Nigerian fashion designer

Amaka Osakwe is a Nigerian fashion designer and creator of the African-based fashion label named Maki Oh. She has led her womanswear label since 2010 from Lagos, and it is a Nigerian-based label that is globally acknowledged.

== Life and career ==
Osakwe is of the Igbo tribe. She studied at the Arts University Bournemouth where she received a BA in fashion studies. In autumn/winter 2010 she launched her label. Inspired by rural Ghana’s Dipo rites-of-passage ceremony, during which girls taking part are partially naked and ornately adorned, Osakwe has played with cloaking and ornamentation using traditional African fabrics. Recently her label was discovered by the U.S. fashion scene in 2012, when she presented her designs at the New York Fashion Week. A signature of her brand is her use of a traditional Yoruba indigo-dyed textile called adire, a cultural specialty whose practice revolves around modern-day Ogun and Osun states in western Nigeria. Another is her way of combining Western silhouettes and native materials and motifs—to wit, a lace-blouse-and-pencil-skirt set appliquéd with unsettling raffia eyeballs.

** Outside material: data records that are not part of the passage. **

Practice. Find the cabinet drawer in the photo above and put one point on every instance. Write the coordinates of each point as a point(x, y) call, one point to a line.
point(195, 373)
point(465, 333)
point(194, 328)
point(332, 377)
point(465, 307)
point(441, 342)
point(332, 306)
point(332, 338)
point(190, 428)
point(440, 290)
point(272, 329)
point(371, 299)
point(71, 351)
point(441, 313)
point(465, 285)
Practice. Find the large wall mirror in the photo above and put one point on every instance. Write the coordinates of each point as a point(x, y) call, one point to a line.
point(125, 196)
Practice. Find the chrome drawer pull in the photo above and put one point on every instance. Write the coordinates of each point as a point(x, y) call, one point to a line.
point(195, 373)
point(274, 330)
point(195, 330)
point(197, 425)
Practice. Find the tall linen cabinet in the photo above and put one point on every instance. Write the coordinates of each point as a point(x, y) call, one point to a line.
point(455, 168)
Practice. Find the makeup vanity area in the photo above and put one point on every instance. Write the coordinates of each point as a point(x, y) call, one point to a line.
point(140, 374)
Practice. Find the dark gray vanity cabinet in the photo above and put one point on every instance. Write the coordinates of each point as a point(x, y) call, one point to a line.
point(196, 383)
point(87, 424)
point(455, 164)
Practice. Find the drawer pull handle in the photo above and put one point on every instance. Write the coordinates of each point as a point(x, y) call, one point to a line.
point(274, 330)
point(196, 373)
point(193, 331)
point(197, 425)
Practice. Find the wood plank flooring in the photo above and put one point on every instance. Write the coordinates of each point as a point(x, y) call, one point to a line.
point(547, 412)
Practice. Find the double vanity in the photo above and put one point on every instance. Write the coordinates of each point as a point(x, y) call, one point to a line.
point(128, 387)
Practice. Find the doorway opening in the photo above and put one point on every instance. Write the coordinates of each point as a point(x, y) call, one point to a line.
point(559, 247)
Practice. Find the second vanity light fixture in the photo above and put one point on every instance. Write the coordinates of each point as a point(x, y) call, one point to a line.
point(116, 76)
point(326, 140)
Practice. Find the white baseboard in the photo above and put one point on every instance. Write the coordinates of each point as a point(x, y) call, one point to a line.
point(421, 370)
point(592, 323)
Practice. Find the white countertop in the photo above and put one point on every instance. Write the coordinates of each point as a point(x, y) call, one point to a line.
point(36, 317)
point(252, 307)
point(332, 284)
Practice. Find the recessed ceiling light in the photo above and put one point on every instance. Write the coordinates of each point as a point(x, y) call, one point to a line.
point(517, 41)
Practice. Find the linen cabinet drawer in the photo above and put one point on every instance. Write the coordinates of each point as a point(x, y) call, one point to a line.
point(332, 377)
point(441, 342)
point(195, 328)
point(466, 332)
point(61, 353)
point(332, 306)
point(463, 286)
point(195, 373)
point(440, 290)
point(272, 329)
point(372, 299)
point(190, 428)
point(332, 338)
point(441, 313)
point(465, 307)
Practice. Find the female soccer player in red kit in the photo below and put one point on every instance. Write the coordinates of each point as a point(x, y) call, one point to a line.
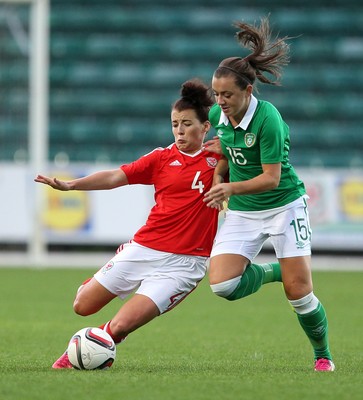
point(166, 259)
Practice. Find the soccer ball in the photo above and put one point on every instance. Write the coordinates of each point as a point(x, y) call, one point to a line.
point(91, 348)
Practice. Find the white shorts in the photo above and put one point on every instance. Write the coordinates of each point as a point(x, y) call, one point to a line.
point(244, 233)
point(165, 278)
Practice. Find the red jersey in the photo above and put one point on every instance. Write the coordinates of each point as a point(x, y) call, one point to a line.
point(180, 222)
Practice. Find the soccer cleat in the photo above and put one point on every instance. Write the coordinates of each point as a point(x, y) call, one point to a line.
point(62, 362)
point(323, 364)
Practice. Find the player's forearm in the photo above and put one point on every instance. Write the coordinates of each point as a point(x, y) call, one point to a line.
point(101, 180)
point(220, 171)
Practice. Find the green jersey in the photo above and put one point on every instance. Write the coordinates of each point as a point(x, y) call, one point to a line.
point(262, 137)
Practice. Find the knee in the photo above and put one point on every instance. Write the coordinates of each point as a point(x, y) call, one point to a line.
point(226, 288)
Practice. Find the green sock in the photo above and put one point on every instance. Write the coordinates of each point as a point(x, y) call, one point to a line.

International stars such as singers Beyoncé and Rihanna and Hollywood actress Kerry Washington have worn outfits by the Nigerian designers. U.S. First Lady Michelle Obama, well-known for being a style icon, wore an Amaka Osakwe-designed Maki Oh blouse during summer 2013 trip to South Africa. Her designs also have been worn by the likes of Solange Knowles, Lady Gaga, Issa Rae, and Leelee Sobieski and by Nigerian TV presenter Eku Edewor and are sold internationally through Farfetch.com, and in United States at the McMullen boutique in Oakland.

Osakwe was named "Designer of the Year" by African fashion magazine ARISE. Since 2010, her work has been showcased at the Museum at the Fashion Institute of Technology, the Vitra Design Museum, and the Brighton Museum & Art Gallery.